Рывком разорвал путы сна, проведя руками по раскрасневшемуся лицу. Все десять бойцов были тут же, докуривая, затягивались цигарками из ковша своих рук.
А за ржаной нивой, у опушки леса, ходили немцы. Они уже поужинали, попиликали на своих гармошках, укладывались спать. Их боевая страда кончилась с закатом, ночью не было нужды воевать. Вокруг пехоты – веером остывающие танки, бронетранспортеры, машины. Германская армия жила жизнью удачливого войска, которое властно начать и закончить бой в любое время.
«Живут, сволочи, по-своему на нашей земле», – думал Александр. А земля пьянила пряно-клейким запахом разнотравья. Глянул на кулигу засеянного звездами неба. «Сейчас внесем поправку в вашу жизнь».
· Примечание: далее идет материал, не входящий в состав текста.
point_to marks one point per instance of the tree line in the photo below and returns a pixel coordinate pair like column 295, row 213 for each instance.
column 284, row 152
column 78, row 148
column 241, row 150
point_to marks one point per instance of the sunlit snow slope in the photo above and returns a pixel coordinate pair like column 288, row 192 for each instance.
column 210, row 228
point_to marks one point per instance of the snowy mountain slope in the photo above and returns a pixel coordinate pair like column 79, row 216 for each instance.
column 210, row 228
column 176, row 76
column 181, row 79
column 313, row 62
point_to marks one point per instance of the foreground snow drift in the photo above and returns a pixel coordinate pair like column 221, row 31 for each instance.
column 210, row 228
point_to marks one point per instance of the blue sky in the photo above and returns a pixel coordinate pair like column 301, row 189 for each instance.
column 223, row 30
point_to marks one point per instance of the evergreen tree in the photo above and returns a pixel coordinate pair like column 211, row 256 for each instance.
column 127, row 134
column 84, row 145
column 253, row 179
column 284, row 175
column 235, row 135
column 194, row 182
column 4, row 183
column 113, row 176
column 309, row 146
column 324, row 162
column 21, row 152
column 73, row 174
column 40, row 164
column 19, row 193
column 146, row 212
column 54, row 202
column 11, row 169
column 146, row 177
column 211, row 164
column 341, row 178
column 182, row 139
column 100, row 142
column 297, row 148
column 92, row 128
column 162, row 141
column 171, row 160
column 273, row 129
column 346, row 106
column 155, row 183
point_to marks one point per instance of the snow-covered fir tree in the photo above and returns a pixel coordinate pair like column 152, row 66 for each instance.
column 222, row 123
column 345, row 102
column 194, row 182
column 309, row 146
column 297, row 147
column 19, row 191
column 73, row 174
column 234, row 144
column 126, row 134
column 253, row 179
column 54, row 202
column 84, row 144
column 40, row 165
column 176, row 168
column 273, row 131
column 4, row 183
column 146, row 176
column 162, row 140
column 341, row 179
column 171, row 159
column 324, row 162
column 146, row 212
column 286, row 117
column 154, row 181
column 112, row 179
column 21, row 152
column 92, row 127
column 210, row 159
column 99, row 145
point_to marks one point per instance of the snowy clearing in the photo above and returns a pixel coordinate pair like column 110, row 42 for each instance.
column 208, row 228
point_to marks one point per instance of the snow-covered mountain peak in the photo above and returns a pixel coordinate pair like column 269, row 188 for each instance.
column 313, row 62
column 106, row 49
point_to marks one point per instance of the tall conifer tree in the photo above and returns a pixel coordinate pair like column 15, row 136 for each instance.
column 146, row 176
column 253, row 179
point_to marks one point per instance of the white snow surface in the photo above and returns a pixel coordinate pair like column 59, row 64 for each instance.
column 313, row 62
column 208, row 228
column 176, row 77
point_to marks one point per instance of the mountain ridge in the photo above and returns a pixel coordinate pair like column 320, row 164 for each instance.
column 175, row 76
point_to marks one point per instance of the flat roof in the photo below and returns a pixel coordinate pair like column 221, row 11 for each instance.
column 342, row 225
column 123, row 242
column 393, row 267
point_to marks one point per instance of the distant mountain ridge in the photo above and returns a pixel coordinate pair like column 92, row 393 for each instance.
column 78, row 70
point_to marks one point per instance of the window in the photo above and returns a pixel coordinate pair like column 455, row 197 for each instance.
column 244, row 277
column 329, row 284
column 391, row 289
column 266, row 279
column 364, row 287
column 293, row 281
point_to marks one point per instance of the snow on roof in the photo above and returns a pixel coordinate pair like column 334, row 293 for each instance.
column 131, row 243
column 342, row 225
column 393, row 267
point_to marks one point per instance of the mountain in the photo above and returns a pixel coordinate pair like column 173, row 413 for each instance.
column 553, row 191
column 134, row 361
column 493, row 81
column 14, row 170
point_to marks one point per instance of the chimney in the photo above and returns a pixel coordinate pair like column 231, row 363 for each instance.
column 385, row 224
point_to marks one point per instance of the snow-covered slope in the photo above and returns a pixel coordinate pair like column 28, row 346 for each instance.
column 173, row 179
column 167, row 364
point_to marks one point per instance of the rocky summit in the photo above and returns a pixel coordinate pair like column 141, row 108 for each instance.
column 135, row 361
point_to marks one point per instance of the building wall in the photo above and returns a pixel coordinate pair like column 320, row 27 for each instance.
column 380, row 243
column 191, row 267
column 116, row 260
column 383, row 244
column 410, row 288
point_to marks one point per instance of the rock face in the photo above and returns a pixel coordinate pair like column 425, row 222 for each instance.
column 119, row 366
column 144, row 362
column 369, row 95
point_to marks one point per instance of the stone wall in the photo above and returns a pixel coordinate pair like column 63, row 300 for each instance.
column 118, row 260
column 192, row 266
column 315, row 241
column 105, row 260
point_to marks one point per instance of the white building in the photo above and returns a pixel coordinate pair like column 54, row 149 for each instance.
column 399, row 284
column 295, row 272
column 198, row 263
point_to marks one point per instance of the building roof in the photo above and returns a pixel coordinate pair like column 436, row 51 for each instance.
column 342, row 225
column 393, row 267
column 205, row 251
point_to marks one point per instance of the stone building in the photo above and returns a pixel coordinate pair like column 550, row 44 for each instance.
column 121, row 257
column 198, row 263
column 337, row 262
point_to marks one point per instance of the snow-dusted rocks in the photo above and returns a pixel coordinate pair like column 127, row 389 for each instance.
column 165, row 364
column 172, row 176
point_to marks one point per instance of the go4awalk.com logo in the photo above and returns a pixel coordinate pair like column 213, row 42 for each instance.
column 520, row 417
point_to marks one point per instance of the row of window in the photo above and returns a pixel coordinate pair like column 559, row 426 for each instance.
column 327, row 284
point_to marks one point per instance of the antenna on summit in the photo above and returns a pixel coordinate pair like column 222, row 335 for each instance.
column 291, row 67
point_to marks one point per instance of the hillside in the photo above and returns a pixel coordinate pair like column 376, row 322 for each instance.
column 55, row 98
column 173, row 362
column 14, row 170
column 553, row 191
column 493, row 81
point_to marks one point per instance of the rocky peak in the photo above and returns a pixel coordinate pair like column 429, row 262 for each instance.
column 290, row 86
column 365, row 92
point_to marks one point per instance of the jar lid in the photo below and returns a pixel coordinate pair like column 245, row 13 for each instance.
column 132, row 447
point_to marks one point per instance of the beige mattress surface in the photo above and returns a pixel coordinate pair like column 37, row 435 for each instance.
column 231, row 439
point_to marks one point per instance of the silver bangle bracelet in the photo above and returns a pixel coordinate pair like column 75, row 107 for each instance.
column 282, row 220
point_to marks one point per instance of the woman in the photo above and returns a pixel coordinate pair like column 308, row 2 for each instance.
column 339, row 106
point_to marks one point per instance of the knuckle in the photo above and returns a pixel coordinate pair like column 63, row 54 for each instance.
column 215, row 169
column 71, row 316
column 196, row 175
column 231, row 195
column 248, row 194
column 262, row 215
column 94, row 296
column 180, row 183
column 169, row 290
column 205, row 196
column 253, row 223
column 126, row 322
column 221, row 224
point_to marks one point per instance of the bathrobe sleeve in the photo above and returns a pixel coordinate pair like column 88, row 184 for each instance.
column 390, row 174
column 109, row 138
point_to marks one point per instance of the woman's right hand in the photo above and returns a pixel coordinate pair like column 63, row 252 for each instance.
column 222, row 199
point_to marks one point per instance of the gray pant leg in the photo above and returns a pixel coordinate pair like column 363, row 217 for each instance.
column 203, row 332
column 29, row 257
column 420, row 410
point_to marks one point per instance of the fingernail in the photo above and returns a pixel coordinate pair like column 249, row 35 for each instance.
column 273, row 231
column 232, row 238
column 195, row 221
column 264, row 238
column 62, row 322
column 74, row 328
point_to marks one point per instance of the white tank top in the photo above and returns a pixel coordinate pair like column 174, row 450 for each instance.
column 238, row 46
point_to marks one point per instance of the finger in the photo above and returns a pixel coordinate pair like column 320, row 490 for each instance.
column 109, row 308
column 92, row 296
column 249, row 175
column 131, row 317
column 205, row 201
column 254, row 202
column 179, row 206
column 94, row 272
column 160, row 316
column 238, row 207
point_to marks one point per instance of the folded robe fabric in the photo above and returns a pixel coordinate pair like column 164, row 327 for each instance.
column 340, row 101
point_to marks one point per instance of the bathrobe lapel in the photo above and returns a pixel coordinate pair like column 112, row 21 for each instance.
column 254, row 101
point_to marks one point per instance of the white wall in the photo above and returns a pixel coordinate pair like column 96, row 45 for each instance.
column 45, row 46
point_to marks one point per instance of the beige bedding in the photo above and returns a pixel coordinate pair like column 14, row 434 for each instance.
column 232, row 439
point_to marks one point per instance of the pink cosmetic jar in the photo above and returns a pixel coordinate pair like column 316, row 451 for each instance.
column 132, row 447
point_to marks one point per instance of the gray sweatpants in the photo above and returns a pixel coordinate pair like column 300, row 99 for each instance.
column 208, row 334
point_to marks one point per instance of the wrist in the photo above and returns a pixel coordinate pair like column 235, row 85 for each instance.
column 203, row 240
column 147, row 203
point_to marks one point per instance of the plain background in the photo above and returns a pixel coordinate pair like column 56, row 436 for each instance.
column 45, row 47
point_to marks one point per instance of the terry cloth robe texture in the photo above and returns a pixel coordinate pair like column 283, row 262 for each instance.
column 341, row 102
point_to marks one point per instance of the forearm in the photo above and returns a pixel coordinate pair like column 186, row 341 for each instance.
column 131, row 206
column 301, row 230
За перелесками на севере загрохотали залпы пушек, огненными росплесками обжигали заночевавшие низко над землей тучи. Задвигались машины, захрустели сучья под колесами орудий, машин, повозок. Обходя позиции батальона, они шли на юго-восток к реке. Начался прорыв.
…Лунь стоял на фланге своего батальона у окопов. Он видел, как бойцы повставали в траншеях, глядя на запад в сполохах огня. Что ждет его и батальон завтра, когда немцы двинутся на позиции? И там Оксана? Никому он не говорил, что всего в десяти километрах отсюда живет с бабушкой его дочь. Жену схоронил зимой, за два месяца до мобилизации запасников.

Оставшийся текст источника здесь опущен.